Table of contents of the article:
The rapid development of artificial intelligence (AI) has opened new frontiers in information processing, but has also raised significant ethical and legal questions. Recently, it has emerged that several AI companies are ignoring web standards for content acquisition, such as the “robots.txt” protocol, raising concerns among publishers and digital content experts. This article will explore the implications of these practices, analyzing the consequences for the media industry and discussing possible solutions.
Context and meaning of the “robots.txt” protocol
The “robots.txt” protocol was introduced in the 90s to allow website owners to control which parts of their site could be indexed by search engine crawlers. This standard has become a mainstay for ensuring that web content is not overloaded with automated requests, while protecting the rights of content owners.
The robots.txt Directives and the Crawl Delay
The “robots.txt” file not only indicates which pages a bot can and cannot visit, but also offers crucial directives such as “crawl delay”. The “crawl delay” is a parameter that specifies the delay that a bot must respect between one request and another to the server. This directive is crucial to prevent a website from being overloaded with requests, which could cause a significant increase in CPU load and server resources.
The problem of AI companies ignoring directives
Many AI companies do not comply with these guidelines, causing a significant increase in load on website servers. This problem is especially acute for large sites with hundreds of thousands of pages or products. When several bots, both legitimate and AI, crawl a site simultaneously, CPU load can grow exponentially, reaching unsustainable levels. Additionally, the load on the database increases dramatically, with continuous queries overloading database resources. PHP processes, often used to generate dynamic content, can slow down or even crash, making the situation even worse.
Case Study: Real Impact on Server Resources
A practical example of this issue concerns one of our customers, who experienced significant overhead due to simultaneously scanning more than eight emerging AI bots. These bots continued to crawl the site for over eight hours, causing CPU load to increase by more than 900% compared to normal levels in the past few months. This overload led to slow site performance and risked causing a complete crash.
The Perplexity case and publishers' response
An emblematic example of this problem is the conflict between Forbes and Perplexity, an AI search startup that develops tools to generate automatic summaries. Forbes has publicly accused Perplexity of using its investigative articles to generate AI summaries without permission, bypassing restrictions imposed by the “robots.txt” protocol. An investigation by Wired confirmed that Perplexity is likely bypassing the protocol to bypass the blocks.
This case has raised significant alarms in the News Media Alliance, a trade group representing more than 2.200 publishers in the United States. President Danielle Coffey highlighted how failure to stop these practices could seriously undermine the media industry's ability to monetize its content and pay journalists.
The role of TollBit
In response to these problems, TollBit has emerged, a startup that positions itself as an intermediary between AI companies and publishers. TollBit monitors AI traffic on publisher websites and uses advanced analytics to help both parties negotiate licensing fees for content usage.

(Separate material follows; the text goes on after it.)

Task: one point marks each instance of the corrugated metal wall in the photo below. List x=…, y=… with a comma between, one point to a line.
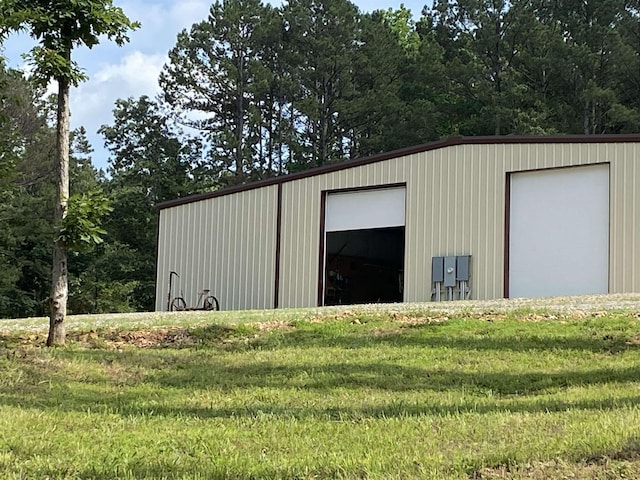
x=226, y=244
x=455, y=206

TollBit reported that not only Perplexity, but numerous AI agents are bypassing the “robots.txt” protocol. The company has collected data from multiple publishers that shows a clear pattern of protocol violations by different AI sources, indicating a widespread problem in the industry.
The legal implications and future prospects
The “robots.txt” protocol has no clear legal enforcement mechanism, which complicates publishers' ability to defend against these practices. However, there are signs that some groups, such as the News Media Alliance, are exploring possible legal action to protect their rights.
Meanwhile, some publishers are taking different approaches. For example, The New York Times has taken legal action against AI companies for copyright infringement, while others are signing licensing deals with AI companies willing to pay for content. However, there is still wide disagreement about the value of materials provided by publishers.
Conclusion
The unauthorized use of web content by AI companies represents a significant problem for the media industry. As AI technologies continue to evolve, it is crucial to establish a balance that protects the rights of content creators while ensuring technological innovation. Initiatives like TollBit's and possible legal action could be important steps towards a fair solution, but dialogue between the parties involved remains essential to building a sustainable future for all.